Minister of State for Medical Education of Karnataka
- In office 23 September 2010 – 13 May 2013

Member of Karnataka Legislative Assembly
- In office 2018–2023
- Preceded by: M. K. Somashekhar
- Succeeded by: T. S. Srivatsa
- Constituency: Krishnaraja
- In office 2008–2013
- Preceded by: M. K. Somashekhar
- Succeeded by: M. K. Somashekhar
- Constituency: Krishnaraja
- In office 1994–2004
- Preceded by: K. M. Somasundaram
- Succeeded by: M. K. Somashekhar
- Constituency: Krishnaraja

Personal details
- Born: 4 November 1959 (age 66) Mysore
- Party: BJP
- Occupation: Politician, Social worker

= S. A. Ramadas =

Indian politician

S. Ashwath Narayan Rao Ramadas is an Indian politician from Karnataka. He is a four time Member of the Legislative Assembly (India) from Krishnaraja Assembly constituency in Mysore representing the Bharatiya Janata Party.

== Early life and education ==
Ramadas was born in Mysore, Karnataka. He is the son of late Ashwath Narayan Rao.

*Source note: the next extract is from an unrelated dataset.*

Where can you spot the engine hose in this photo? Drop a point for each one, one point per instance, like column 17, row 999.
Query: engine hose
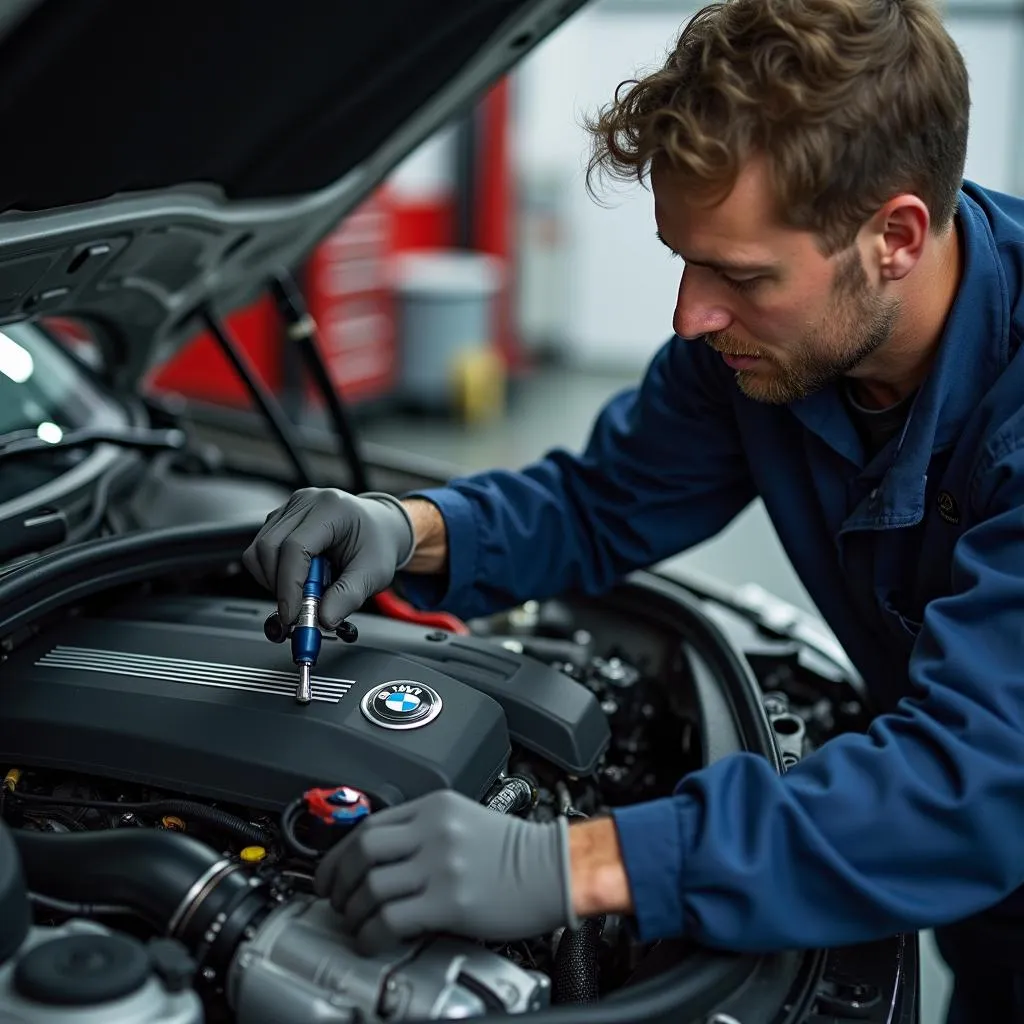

He completed his Bachelor of Arts at a college affiliated with Mysore University in 1977. He heads a voluntary organisation called Aasare Foundation in Mysore.

== Career ==
Ramadas became an MLA for the first time winning the 1994 Karnataka Legislative Assembly election. In 1994, he polled 28,190 votes and defeated his nearest rival, M. Vedantha Hemmige of Janata Dal by a margin of 9,363 votes. He retained the seat for BJP winning again in the 1999 Karnataka Legislative Assembly election defeating M. K. Somashekar, also of JDS, by a margin of 9,752 votes. However, he lost the 2004 Assembly election to Somashekar.

He won again in the 2008 Assembly election defeating the same opponenet, Somashekar, by a margin of 19,422 votes. Following the historic victory of the BJP in Karnataka, he was appointed Parliamentary Secretary to the Chief Minister B. S. Yeddyurappa in May 2008. In 2010, he was appointed a Cabinet minister in the Yeddyurappa government and was entrusted with the Medical Education portfolio. He continued in the same post in the D.V. Sadananda Gowda government. He was also the district in-charge minister for Mysore district from 2008 to 2013. In 2013, he contested from Krishnaraja constituency again but lost to M. K. Somashekar, who won on INC ticket this time. However, he won the 2018 Assembly election.

In 2014, he attempted suicide after a woman named Premkumari, a widow with two children, exposed their affair to the media.